Like a scene out of Indiana Jones (I’m talkin’ Crystal Skull shit), he inserted his fingers around his open eye and pulled out his eyeball revealing an eye socket that oozed pus. Aghast, I had to quickly figure out how to both control the appearance of my shock and repress the words “What the fuck did you just do?!” from escaping my mouth. I must have looked somewhat startled as he said, “Oh, it was shot out a few years ago.”

Somewhere between complaining of “my eye is irritated” and saying, “It hurts to open my eye,” one would assume that he might have mentioned that his eyeball was previously shot out of his head, and that the “eye” that was in his skull was not in fact an “eye,” but a spherical prosthesis that had worn out its welcome in the native socket. But there are many poor historians in the wilderness of urban medicine, and this is not something he imagined I might want to know before watching him remove his pus-covered “eyeball.”

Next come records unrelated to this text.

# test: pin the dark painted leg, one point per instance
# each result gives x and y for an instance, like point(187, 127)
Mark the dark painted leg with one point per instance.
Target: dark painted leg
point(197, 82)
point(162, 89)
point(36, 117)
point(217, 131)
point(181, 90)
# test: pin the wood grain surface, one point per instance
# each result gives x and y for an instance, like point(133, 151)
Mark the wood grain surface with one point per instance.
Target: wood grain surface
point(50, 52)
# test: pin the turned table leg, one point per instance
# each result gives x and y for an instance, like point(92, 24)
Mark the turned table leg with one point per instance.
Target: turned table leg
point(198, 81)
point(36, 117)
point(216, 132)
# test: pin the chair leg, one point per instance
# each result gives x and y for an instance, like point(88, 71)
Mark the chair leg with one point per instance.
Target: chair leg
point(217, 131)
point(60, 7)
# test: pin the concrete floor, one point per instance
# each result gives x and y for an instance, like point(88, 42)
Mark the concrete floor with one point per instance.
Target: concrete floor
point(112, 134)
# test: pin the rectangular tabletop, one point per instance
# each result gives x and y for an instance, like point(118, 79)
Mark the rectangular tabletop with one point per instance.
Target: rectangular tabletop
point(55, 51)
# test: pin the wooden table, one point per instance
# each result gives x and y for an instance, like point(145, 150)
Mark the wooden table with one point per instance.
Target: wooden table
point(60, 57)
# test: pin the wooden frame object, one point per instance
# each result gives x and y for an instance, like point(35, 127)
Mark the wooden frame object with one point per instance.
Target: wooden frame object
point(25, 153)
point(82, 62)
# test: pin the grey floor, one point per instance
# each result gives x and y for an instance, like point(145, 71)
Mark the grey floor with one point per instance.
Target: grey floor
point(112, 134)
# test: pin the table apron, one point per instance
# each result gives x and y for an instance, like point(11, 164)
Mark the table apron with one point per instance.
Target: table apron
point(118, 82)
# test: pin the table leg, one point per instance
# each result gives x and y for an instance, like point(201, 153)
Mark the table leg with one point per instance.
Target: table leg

After catching my breath, I pardoned myself as any gentle-lady might do, and proceeded to relieve some nausea by gagging myself in the women’s room. Afterwards, I re-entered the room and called for an ophthalmology consult, some IV antibiotics, and advised the patient that in the future, best to let the healthcare practitioner know about his injury. He was admitted to the hospital for further intervention.

His discharge diagnosis was something like, “Post-traumatic orbital abscess” though it will always be referenced in the catalog of my memory as “The nastiest thing I have ever seen in my life.” As in many instances in a career in the ER, you never know what’s going to walk in the door. People don’t always tell me everything I need to know, so I don’t judge a book by its cover.

Ar4_1_Patient w_ spaghetti

I think about this patient often, and now I will sometimes ask my eye patients, “…And you’ve never had your eyeballs shot out or anything?” Most patients look at me askance when asked this, but at least I’m prepared if they look at me askance with one eye and pull the other eye out of their head.